La scelta di dare alle nostre università la facoltà (non l’obbligo, si noti bene) di trasformarsi in fondazioni consente l’introduzione di meccanismi che già esistono all’estero. La Wirtschaftswoche tedesca ha di recente encomiato la Goethe Universitaet di Francoforte per la sua abilità nel “dragare” fondi tra ex-allievi, imprese, banche, e così via. Poca cosa rispetto a quanto avviene già da tempo nel mondo anglosassone, dove spesso a essere finanziate dai mecenati di turno sono le singole cattedre (es.: cattedra Lehman Brothers per il private equity). 

I vantaggi nel rilancio della qualità della ricerca sarebbero indubbi. L’elasticità ed efficienza della gestione diventerebbe un risultato operativo immediato, visto che è proprio l’eccessivo peso burocratico ad ostacolare lo sviluppo della ricerca.

Tanto per rendere l’idea, queste colonne rilevano che la trasformazione in fondazioni – non obbligatoria – potrebbe contribuire a portare ordine nei conti disastrati delle università di casa nostra. Non più tardi di ieri, un lungo articolo del Sole (Gianni Trovati, “Università a rischio dissesto”,28 luglio 2008, p. 5) stilava un lungo elenco di doglianze: Napoli Orientale, Firenze e Trieste capofila di una ridda di atenei dai bilanci sottosopra. Il 30% delle Università di casa nostra ha squilibri di bilancio, fanno spavento soprattutto i costi del personale, legati anche alle cicliche moltiplicazioni di cattedre di italica tradizione. 

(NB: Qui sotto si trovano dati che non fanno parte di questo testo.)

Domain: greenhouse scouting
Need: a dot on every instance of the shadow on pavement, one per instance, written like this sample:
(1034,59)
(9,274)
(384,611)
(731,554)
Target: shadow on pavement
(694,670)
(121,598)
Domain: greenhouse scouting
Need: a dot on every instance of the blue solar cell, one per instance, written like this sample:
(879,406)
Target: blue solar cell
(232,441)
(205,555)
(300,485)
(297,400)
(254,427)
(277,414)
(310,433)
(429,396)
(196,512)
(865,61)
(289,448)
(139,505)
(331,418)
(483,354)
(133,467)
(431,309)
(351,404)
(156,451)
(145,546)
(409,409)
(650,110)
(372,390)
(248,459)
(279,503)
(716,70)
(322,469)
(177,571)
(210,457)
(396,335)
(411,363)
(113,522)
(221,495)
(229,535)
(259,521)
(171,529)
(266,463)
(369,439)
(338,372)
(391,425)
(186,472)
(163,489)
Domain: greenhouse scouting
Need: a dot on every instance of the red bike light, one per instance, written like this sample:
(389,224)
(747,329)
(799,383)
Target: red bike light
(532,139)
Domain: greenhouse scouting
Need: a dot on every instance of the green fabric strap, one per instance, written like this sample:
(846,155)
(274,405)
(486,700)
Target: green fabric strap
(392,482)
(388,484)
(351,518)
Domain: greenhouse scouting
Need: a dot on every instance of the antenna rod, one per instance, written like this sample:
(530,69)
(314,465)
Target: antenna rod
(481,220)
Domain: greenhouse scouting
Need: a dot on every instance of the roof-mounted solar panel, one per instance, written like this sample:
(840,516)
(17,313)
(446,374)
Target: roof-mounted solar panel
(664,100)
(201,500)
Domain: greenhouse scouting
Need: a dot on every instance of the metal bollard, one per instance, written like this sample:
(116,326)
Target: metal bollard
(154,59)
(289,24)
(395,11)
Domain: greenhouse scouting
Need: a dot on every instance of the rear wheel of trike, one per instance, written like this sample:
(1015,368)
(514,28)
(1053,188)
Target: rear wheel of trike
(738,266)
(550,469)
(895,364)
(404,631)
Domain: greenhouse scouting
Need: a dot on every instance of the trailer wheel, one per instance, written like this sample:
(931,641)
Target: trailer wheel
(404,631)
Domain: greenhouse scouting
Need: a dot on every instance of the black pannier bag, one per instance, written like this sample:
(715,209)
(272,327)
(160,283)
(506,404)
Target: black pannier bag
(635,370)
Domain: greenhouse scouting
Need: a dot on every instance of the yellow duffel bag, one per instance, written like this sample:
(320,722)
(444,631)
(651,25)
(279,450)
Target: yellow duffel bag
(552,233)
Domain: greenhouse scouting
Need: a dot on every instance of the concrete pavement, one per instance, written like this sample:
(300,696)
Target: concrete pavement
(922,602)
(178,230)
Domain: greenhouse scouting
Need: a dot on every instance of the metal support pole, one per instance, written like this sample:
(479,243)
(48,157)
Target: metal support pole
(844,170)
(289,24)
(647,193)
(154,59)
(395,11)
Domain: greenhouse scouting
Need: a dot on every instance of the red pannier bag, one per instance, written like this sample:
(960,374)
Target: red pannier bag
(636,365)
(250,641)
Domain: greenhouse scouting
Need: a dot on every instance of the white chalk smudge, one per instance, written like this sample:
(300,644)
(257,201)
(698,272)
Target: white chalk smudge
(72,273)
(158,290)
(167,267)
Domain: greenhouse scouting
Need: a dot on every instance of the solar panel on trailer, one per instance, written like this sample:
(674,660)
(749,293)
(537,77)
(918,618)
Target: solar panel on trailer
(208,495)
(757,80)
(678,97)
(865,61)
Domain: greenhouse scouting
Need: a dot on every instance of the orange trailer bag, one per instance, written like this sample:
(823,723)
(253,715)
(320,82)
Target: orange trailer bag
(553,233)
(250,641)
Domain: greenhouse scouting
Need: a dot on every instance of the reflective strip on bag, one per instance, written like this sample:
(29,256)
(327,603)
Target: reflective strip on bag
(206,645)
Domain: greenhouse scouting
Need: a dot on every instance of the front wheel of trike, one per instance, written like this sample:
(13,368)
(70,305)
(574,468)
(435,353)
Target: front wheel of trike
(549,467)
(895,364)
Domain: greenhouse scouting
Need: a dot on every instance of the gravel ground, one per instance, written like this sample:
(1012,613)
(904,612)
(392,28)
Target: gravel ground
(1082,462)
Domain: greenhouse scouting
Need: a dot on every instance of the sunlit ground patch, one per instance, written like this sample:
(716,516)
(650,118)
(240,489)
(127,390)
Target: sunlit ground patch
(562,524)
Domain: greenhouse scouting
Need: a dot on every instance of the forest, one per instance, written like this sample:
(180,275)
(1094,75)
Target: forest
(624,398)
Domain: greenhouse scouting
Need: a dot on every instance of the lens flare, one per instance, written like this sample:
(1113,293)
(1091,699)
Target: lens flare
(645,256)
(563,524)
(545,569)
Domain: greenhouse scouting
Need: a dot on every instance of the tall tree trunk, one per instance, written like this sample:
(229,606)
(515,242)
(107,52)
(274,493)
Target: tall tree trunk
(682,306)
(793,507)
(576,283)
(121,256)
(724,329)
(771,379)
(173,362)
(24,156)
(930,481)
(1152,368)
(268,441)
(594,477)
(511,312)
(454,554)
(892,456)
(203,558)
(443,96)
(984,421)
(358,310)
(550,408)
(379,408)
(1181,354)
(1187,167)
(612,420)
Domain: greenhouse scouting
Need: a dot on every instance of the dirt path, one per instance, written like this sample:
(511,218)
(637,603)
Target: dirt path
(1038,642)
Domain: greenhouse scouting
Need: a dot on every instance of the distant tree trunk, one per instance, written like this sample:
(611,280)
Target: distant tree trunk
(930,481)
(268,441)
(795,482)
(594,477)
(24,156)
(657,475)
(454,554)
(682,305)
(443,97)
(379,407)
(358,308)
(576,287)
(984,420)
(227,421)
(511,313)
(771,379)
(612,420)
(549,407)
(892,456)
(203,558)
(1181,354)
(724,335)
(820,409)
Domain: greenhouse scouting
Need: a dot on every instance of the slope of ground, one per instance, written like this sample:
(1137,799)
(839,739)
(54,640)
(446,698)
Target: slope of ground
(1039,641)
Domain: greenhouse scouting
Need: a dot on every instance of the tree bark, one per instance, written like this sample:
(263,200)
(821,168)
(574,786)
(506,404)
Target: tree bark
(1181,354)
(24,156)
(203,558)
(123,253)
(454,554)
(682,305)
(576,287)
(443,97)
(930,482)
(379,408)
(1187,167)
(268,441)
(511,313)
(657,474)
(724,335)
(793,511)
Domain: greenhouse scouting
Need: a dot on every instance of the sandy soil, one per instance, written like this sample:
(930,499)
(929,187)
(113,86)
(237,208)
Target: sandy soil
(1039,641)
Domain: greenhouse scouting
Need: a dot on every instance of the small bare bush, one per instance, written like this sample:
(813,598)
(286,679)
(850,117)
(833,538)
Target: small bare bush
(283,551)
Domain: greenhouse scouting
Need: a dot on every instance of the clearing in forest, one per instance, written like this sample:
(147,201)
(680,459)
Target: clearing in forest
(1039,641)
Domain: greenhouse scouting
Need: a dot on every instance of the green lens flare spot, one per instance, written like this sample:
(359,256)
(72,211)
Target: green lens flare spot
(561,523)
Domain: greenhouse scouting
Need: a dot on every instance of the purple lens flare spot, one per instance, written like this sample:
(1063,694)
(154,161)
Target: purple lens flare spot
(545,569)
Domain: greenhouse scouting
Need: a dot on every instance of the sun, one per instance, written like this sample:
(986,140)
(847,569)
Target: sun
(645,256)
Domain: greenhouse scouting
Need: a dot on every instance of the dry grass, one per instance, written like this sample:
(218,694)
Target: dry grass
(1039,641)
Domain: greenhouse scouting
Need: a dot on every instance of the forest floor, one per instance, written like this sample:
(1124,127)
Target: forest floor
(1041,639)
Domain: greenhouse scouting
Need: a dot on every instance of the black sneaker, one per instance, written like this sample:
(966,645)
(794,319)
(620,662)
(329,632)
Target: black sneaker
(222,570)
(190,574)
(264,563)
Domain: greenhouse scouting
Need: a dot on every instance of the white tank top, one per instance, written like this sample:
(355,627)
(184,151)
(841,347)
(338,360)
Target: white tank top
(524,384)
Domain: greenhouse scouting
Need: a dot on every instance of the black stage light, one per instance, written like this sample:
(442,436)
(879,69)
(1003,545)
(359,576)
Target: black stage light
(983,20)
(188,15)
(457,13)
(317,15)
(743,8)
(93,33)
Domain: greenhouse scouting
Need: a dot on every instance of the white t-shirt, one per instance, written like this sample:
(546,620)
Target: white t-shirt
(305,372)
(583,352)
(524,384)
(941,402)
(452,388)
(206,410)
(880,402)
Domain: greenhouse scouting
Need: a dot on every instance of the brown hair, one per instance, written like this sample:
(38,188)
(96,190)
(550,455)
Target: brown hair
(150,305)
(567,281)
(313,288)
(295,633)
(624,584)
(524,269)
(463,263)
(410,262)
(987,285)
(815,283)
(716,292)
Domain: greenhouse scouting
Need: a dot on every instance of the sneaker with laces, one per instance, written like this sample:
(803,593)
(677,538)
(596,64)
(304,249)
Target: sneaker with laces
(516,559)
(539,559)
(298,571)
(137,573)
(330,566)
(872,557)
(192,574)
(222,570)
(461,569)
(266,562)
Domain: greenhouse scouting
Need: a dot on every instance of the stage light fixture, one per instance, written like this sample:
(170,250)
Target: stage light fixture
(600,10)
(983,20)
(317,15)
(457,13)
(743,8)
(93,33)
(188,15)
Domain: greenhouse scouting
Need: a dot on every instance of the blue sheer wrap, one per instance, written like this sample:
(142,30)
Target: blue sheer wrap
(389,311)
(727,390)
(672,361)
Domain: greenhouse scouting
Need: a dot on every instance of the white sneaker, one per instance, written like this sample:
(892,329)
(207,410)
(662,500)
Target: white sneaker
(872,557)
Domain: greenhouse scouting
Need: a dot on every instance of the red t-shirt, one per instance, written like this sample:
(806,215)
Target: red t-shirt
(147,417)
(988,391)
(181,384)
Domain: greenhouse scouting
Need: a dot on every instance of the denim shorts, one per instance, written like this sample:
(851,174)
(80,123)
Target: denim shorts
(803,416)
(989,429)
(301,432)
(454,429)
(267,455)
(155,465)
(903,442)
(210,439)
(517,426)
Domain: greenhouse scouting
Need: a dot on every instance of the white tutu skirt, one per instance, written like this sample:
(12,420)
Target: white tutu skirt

Si favorirebbe poi l’incremento dell’autonomia delle Università (individuato piuttosto nitidamente dall’art. 33 della Costituzione) e quella maggiore interazione con la società civile ed il mondo produttivo che appare oggi come un imprescindibile elemento di dinamicità e di sviluppo del sistema.

La sinergia fra università e impresa può costituire per davvero la combinazione per vincere la sfida dell’innovazione. Dopodichè, detto tutto ciò, se qualche università non intende aderire all’opzione, ben venga. Ma non per questo si può impedire a chi invece ha le capacità e la volontà di dialogo con il “mondo esterno” di coglierne le occasioni.